Map of SARS-CoV-2 VOC prevalence by geographic area. Geographical distribution of alpha (B.1.1.7), beta (B.1.351) and gamma (P.1) variants based on sequences deposited in GISAID up to and including 14 December 2021. Each pie chart shows the proportion of alpha, beta or gamma sequences deposited in the country. Note that the denominator is the number of sequences labeled as one of these three variants, rather than the total number of sequences deposited in that country. Each pie chart thus answers the following question: “Of all the genomes deposited in a given country that were assigned as alpha, beta or gamma, what proportion of genomes was assigned to each of these three genera?” The presence of Delta and Omicron does not prove to better highlight the geographical distribution of alpha, beta and gamma; however, Delta and Omicron are currently or have been widely used in the regions shown in the past. Only countries where at least 1000 sequences are deposited are displayed. The variants depicted, which circulated at about the same time, became generally prominent in geographically separated regions.

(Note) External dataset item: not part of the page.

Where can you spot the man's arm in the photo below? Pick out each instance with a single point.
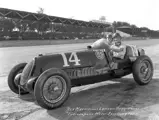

Omicron was stated to be the most mutated VOC, while the phylogenetic distance between Gamma from Alpha and Beta was the most notable. The results also suggest that the newly emerged SARS-CoV-2 variants were genetically distinct from the original strain and that they included unique nucleotide sequences that resulted in distinctiveness. The distinctiveness was also found to increase within a genus of evolutionary time.
Thus, the current study provides a new method that will help researchers identify and assess the distinctiveness of any new SARS-CoV-2 variants compared to the previous ones. However, further research is needed to determine if this method will be able to classify lineages as VOCs earlier than the time it currently takes, how vaccination will affect SARS-CoV-2 genomic diversity, and also to determine whether SAR-CoV-2 infection would progress toward a seasonal or endemic nature.
The study had certain limitations. First, since the number of available Omicron sequences in the GISAID database is currently low, this can lead to oversampling. Second, protein-encoding nucleotide n-mers or amino acid n-mers, other than nucleotide 9-mers, should also be considered in the determination of genomic diversity. Third, the study may be sensitive to the pedigree composition of the complement group. Finally, further research is needed regarding the relationship between genomic trait measurements with phylogenetic depth and evolutionary time.
medRxiv publishes preliminary scientific reports that are not peer-reviewed and therefore should not be considered as crucial, guide clinical practice / health-related behavior or be treated as established information.